# Top eliquid shortlist 2014 - Coffee SA



## Tom (23/10/14)

On popular demand a separate category for coffee 

This will become the shortlist for the final vote for the Top eliquid 2014.

Here every member will get the opportunity to name up to 3 eliquids in one posting.
*The posting can be edited until the final date (please no double post to keep this tidy!)*.

After that date the 10 most named juices will enter a poll to finally decide which one is the most liked ejuice in SA.

If you cannot classify a juice directly to a category, i.e. Whirling Dervish is a tobacco custard vape, and would classify for either Dessert or Tobacco....you can decide which flavour is more dominant. At the time when juices get counted for the final poll there will be only one category for a "mixed flavour" juice....where it received most nominations.

The final day for the shortlist will be 30.11.2014!

Go for it!


----------



## ShaneW (24/10/14)

VM Dean

Reactions: Agree 1


----------



## Silver (24/10/14)

1) Vape King Coffee
2) Vapour Mountain Coffee
3) Vapour Mountain Legends Dean

I am putting both 1) and 2) because when mixed (75% VK), they make the best coffee vape for me so far.

Reactions: Like 1


----------



## rogue zombie (24/10/14)

Vape King Coffee

Reactions: Like 1


----------



## Marzuq (24/10/14)

vape craving - daydream


----------



## Tom (9/11/14)

after the success of posting in the SA Fruit category.... 

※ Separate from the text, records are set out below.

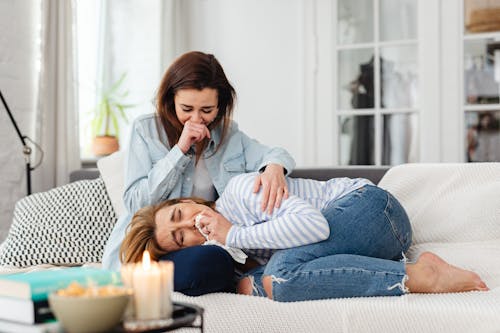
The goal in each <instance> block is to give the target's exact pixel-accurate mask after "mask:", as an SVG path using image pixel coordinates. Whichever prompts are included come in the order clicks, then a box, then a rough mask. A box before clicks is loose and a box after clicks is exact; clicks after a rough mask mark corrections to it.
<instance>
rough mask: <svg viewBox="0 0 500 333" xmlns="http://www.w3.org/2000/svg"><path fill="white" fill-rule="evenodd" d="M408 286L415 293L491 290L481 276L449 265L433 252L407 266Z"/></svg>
mask: <svg viewBox="0 0 500 333" xmlns="http://www.w3.org/2000/svg"><path fill="white" fill-rule="evenodd" d="M406 271H407V274H408V277H409V279H408V281H407V282H406V286H407V287H408V289H410V292H415V293H453V292H462V291H472V290H480V291H487V290H489V288H488V287H487V286H486V284H485V283H484V282H483V281H482V280H481V278H480V277H479V275H477V274H476V273H474V272H471V271H467V270H465V269H461V268H458V267H455V266H452V265H450V264H448V263H447V262H446V261H444V260H443V259H441V258H440V257H438V256H437V255H435V254H434V253H431V252H424V253H422V255H421V256H420V257H419V258H418V260H417V262H416V263H415V264H408V265H407V266H406Z"/></svg>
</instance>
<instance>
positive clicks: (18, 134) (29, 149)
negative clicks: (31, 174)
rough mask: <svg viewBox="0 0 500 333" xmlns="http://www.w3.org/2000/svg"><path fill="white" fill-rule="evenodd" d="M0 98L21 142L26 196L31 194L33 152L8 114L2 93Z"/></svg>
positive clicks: (15, 121)
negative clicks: (31, 180) (31, 177)
mask: <svg viewBox="0 0 500 333" xmlns="http://www.w3.org/2000/svg"><path fill="white" fill-rule="evenodd" d="M0 98H1V99H2V103H3V106H4V107H5V110H7V113H8V114H9V118H10V120H11V122H12V125H13V126H14V128H15V129H16V132H17V136H18V137H19V139H20V140H21V143H22V144H23V154H24V161H25V163H26V186H27V193H28V195H30V194H31V171H33V170H34V168H32V167H31V153H32V152H33V150H32V149H31V147H30V146H28V145H27V144H26V141H27V140H26V139H28V140H29V138H28V137H27V136H25V135H22V134H21V131H20V130H19V127H18V126H17V123H16V120H15V119H14V117H13V116H12V113H11V112H10V109H9V106H8V105H7V102H6V101H5V99H4V98H3V95H2V91H0Z"/></svg>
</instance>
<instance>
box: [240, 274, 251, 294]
mask: <svg viewBox="0 0 500 333" xmlns="http://www.w3.org/2000/svg"><path fill="white" fill-rule="evenodd" d="M237 293H238V294H242V295H252V280H251V279H250V278H249V277H245V278H243V279H241V280H240V281H239V282H238V290H237Z"/></svg>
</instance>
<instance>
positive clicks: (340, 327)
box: [174, 163, 500, 333]
mask: <svg viewBox="0 0 500 333" xmlns="http://www.w3.org/2000/svg"><path fill="white" fill-rule="evenodd" d="M379 185H380V186H381V187H383V188H385V189H387V190H389V191H390V192H391V193H392V194H394V195H395V196H396V197H397V198H398V199H399V200H400V201H401V202H402V204H403V206H404V207H405V209H406V210H407V211H408V215H409V217H410V220H411V223H412V226H413V228H414V245H413V246H412V247H411V249H410V251H409V257H410V259H415V258H417V257H418V255H419V254H420V253H421V252H423V251H426V250H430V251H433V252H435V253H437V254H438V255H440V256H441V257H443V258H444V259H445V260H447V261H449V262H450V263H451V264H454V265H458V266H461V267H464V268H467V269H470V270H473V271H475V272H477V273H478V274H480V275H481V277H482V278H483V279H484V280H485V282H486V283H487V285H488V286H489V287H490V288H491V290H490V291H488V292H469V293H455V294H408V295H404V296H401V297H370V298H352V299H334V300H321V301H307V302H295V303H279V302H273V301H270V300H268V299H264V298H258V297H252V296H242V295H231V294H222V293H219V294H211V295H204V296H200V297H188V296H184V295H182V294H179V293H175V294H174V300H176V301H182V302H187V303H194V304H197V305H199V306H202V307H203V308H204V309H205V332H256V333H257V332H454V333H455V332H500V163H481V164H407V165H402V166H397V167H394V168H392V169H391V170H389V172H388V173H387V174H386V176H385V177H384V178H383V179H382V181H381V182H380V184H379ZM181 332H192V330H188V329H185V330H181Z"/></svg>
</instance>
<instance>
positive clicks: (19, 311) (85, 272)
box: [0, 267, 120, 333]
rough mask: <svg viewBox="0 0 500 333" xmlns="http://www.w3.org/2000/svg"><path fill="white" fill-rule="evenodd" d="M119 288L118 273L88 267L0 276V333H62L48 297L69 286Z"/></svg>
mask: <svg viewBox="0 0 500 333" xmlns="http://www.w3.org/2000/svg"><path fill="white" fill-rule="evenodd" d="M72 282H78V283H79V284H81V285H84V286H87V285H89V283H91V284H93V285H96V286H102V285H107V284H119V283H120V277H119V274H118V273H117V272H113V271H108V270H103V269H98V268H87V267H71V268H56V269H48V270H42V271H35V272H29V273H18V274H10V275H0V332H27V333H28V332H33V333H35V332H36V333H38V332H47V333H51V332H63V329H62V327H61V325H60V324H59V323H58V322H57V321H56V320H55V319H54V315H53V313H52V311H51V309H50V307H49V304H48V295H49V294H50V293H52V292H54V291H56V290H59V289H63V288H66V287H67V286H68V285H69V284H70V283H72Z"/></svg>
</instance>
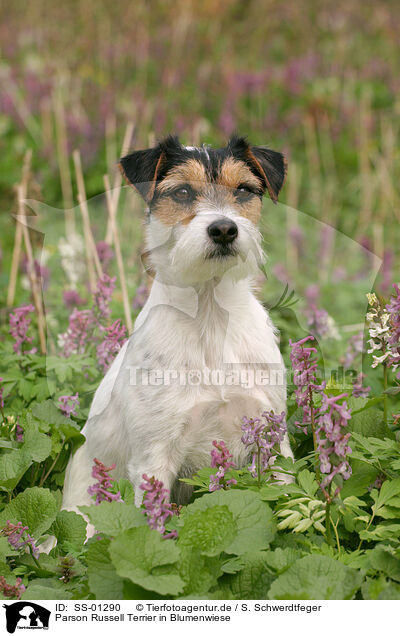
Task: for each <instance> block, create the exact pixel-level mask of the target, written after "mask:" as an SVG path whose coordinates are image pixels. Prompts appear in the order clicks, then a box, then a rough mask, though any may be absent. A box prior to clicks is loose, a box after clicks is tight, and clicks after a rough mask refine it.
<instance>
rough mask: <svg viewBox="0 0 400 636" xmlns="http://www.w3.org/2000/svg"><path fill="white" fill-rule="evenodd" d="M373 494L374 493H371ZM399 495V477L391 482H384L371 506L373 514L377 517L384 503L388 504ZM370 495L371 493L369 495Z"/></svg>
mask: <svg viewBox="0 0 400 636" xmlns="http://www.w3.org/2000/svg"><path fill="white" fill-rule="evenodd" d="M372 492H374V491H372ZM399 494H400V477H398V478H397V479H393V480H392V481H390V480H387V481H384V482H383V484H382V487H381V489H380V491H379V494H378V496H377V498H376V501H375V503H374V505H373V506H372V510H373V512H374V513H375V514H376V515H378V514H379V510H380V508H382V507H383V506H384V505H385V504H386V503H389V504H390V499H391V498H392V497H396V495H399ZM371 495H372V493H371Z"/></svg>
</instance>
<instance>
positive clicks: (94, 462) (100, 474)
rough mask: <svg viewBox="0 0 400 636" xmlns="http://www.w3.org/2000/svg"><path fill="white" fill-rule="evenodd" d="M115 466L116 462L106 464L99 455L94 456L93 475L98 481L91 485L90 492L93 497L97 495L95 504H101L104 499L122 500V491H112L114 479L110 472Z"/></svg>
mask: <svg viewBox="0 0 400 636" xmlns="http://www.w3.org/2000/svg"><path fill="white" fill-rule="evenodd" d="M114 468H115V464H112V465H111V466H108V467H107V466H105V465H104V464H103V463H102V462H101V461H100V460H99V459H97V457H95V458H94V464H93V468H92V477H94V478H95V479H97V483H96V484H93V485H92V486H89V488H88V493H89V495H92V497H96V500H95V504H96V506H98V505H99V503H101V502H102V501H122V499H121V493H120V492H117V493H115V494H114V493H112V492H110V488H111V487H112V485H113V483H114V481H115V480H114V479H113V478H112V477H110V475H109V474H108V473H109V471H110V470H113V469H114Z"/></svg>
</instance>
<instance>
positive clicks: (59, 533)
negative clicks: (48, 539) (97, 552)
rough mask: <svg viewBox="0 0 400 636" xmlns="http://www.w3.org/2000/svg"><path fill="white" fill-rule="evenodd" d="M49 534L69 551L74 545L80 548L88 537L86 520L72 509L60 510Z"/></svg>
mask: <svg viewBox="0 0 400 636" xmlns="http://www.w3.org/2000/svg"><path fill="white" fill-rule="evenodd" d="M49 534H53V535H54V536H55V537H56V538H57V546H58V547H59V548H61V549H65V550H66V551H69V550H70V549H71V548H72V547H73V548H75V549H77V550H78V549H80V548H81V547H82V546H83V543H84V541H85V539H86V521H85V520H84V519H83V517H81V515H78V514H77V513H76V512H73V511H72V510H60V511H59V512H58V513H57V517H56V519H55V521H54V523H53V524H52V525H51V527H50V528H49Z"/></svg>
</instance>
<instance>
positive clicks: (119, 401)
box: [63, 136, 292, 510]
mask: <svg viewBox="0 0 400 636" xmlns="http://www.w3.org/2000/svg"><path fill="white" fill-rule="evenodd" d="M120 165H121V168H122V171H123V173H124V175H125V177H126V178H127V180H128V181H129V183H130V184H132V185H133V186H134V187H135V188H136V190H137V191H138V192H139V193H140V194H141V196H142V197H143V198H144V199H145V201H146V203H147V206H148V209H147V219H146V224H145V234H146V249H147V254H148V259H149V262H150V265H151V268H152V270H153V271H154V281H153V285H152V287H151V291H150V296H149V299H148V301H147V303H146V305H145V306H144V308H143V310H142V311H141V313H140V314H139V316H138V318H137V320H136V324H135V328H134V331H133V333H132V335H131V336H130V338H129V340H128V342H127V343H126V344H125V346H124V347H123V348H122V349H121V351H120V352H119V354H118V356H117V358H116V359H115V361H114V363H113V364H112V366H111V368H110V369H109V371H108V372H107V374H106V376H105V377H104V379H103V381H102V382H101V384H100V386H99V388H98V389H97V391H96V394H95V396H94V400H93V403H92V406H91V409H90V413H89V419H88V421H87V423H86V425H85V427H84V428H83V431H82V433H83V434H84V435H85V437H86V441H85V443H84V444H83V445H82V446H81V447H80V448H79V449H78V450H77V452H76V453H75V454H74V456H73V457H72V458H71V460H70V462H69V465H68V468H67V472H66V478H65V485H64V499H63V508H66V509H72V510H77V506H79V505H88V504H90V503H92V501H93V500H92V498H91V497H90V495H89V494H88V491H87V489H88V486H89V485H91V484H92V482H93V477H92V476H91V471H92V466H93V460H94V458H95V457H96V458H98V459H99V460H101V461H102V462H104V463H105V464H112V463H115V464H116V468H115V470H114V472H113V475H114V476H115V477H116V478H117V479H119V478H122V477H125V478H128V479H129V480H130V481H131V483H132V484H133V487H134V490H135V500H136V504H137V505H140V504H141V501H142V495H143V491H142V490H141V489H140V487H139V486H140V483H141V481H142V475H143V474H144V473H146V474H147V475H149V476H152V475H154V476H155V477H156V478H157V479H160V480H161V481H162V482H163V483H164V486H165V487H166V488H168V489H169V490H170V491H171V498H172V500H173V501H175V502H177V503H183V502H186V501H187V499H188V496H190V493H189V492H188V487H187V486H184V485H183V484H182V482H179V478H180V477H182V476H189V475H191V474H193V473H194V472H195V471H196V470H198V469H199V468H201V467H204V466H208V465H210V451H211V449H212V442H213V440H224V442H225V443H226V445H227V447H228V449H229V451H230V452H231V453H232V455H233V457H234V461H235V463H236V465H237V466H244V465H246V462H247V461H248V460H249V454H251V453H249V449H246V448H245V446H244V445H243V443H242V442H241V437H242V431H241V423H242V417H243V416H249V417H255V416H259V415H260V414H261V413H262V412H264V411H265V410H268V411H270V410H273V411H274V412H275V413H281V412H282V411H284V410H285V406H286V381H285V369H284V364H283V360H282V356H281V354H280V351H279V341H278V337H277V333H276V331H275V329H274V327H273V325H272V322H271V320H270V317H269V315H268V313H267V311H266V310H265V308H264V307H263V305H262V304H261V303H260V302H259V301H258V300H257V298H256V297H255V295H254V293H253V290H254V279H255V278H256V277H257V274H258V273H259V267H260V264H262V262H263V260H264V255H263V250H262V247H261V235H260V232H259V230H258V222H259V220H260V216H261V208H262V197H263V195H264V193H266V192H268V193H269V195H270V197H271V199H273V200H274V201H276V199H277V197H278V194H279V191H280V189H281V187H282V185H283V182H284V179H285V173H286V163H285V159H284V157H283V155H282V154H281V153H279V152H275V151H273V150H270V149H269V148H267V147H265V146H252V145H250V144H249V143H248V142H247V141H246V139H245V138H242V137H234V138H232V139H231V140H230V141H229V143H228V144H227V146H226V147H224V148H218V149H212V148H210V147H206V146H204V147H201V148H197V147H188V146H183V145H181V144H180V143H179V140H178V139H177V138H176V137H171V136H170V137H167V138H166V139H165V140H163V141H162V142H161V143H159V144H158V145H157V146H156V147H154V148H150V149H147V150H139V151H136V152H133V153H132V154H130V155H128V156H126V157H124V158H123V159H121V162H120ZM249 377H251V378H252V381H249ZM273 377H274V378H275V381H273V379H272V378H273ZM254 378H256V379H257V378H258V381H253V380H254ZM276 378H278V381H276ZM244 379H245V380H244ZM281 452H282V454H283V455H285V456H292V453H291V449H290V445H289V441H288V438H287V436H286V437H285V439H284V441H283V443H282V445H281Z"/></svg>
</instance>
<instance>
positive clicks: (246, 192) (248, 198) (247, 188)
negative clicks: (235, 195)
mask: <svg viewBox="0 0 400 636" xmlns="http://www.w3.org/2000/svg"><path fill="white" fill-rule="evenodd" d="M235 194H236V197H237V198H238V199H240V200H241V201H244V200H245V199H249V198H250V197H251V196H253V194H254V192H253V191H252V190H250V188H248V187H247V186H246V185H240V186H238V187H237V188H236V192H235Z"/></svg>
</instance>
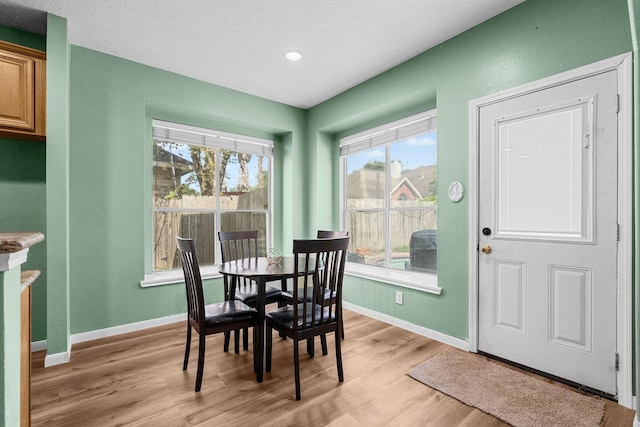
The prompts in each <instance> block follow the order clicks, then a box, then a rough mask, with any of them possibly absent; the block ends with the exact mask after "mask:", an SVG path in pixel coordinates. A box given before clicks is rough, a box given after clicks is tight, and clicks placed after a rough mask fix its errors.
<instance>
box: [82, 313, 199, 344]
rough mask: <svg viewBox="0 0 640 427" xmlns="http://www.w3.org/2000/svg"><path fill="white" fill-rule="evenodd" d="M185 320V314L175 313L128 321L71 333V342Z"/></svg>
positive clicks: (112, 334) (105, 336) (123, 332)
mask: <svg viewBox="0 0 640 427" xmlns="http://www.w3.org/2000/svg"><path fill="white" fill-rule="evenodd" d="M183 320H187V314H186V313H183V314H175V315H173V316H166V317H160V318H158V319H151V320H144V321H142V322H136V323H129V324H127V325H120V326H113V327H111V328H105V329H98V330H96V331H89V332H82V333H80V334H73V335H71V343H72V344H78V343H81V342H85V341H92V340H97V339H100V338H107V337H112V336H114V335H120V334H126V333H128V332H135V331H140V330H142V329H148V328H154V327H156V326H162V325H167V324H169V323H176V322H180V321H183Z"/></svg>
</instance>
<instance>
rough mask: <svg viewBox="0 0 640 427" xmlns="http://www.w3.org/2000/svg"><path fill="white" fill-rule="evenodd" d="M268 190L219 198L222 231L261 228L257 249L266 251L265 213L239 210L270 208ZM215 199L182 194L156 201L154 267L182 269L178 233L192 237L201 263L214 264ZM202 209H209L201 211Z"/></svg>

@Silver made a call there and within a day there were quite a few more entries. So, I would like to quote Silver in the other threads as well, here it goes:

"*Dear forum members, if you have not done so already, please get your top 3 nominations in*
Even if you only have one juice or two to nominate - you dont need 3

There are 10 categories in total. 5 flavour profiles for Local and 5 for International
Find the relevant thread and post your nominations

You can find all the relevant threads here:
http://www.ecigssa.co.za/forums/top_liquid/

 *Please support this. It will be SA's first Top E-Liquid Survey!*"


----------



## Mike_E (11/11/14)

Vapemob - Frappachino


----------



## johan (12/11/14)

1. VM - Coffee


----------



## Pravs (20/11/14)

Vapour Mountain - Coffee


----------



## Derek (20/11/14)

Vapeking - Coffee


----------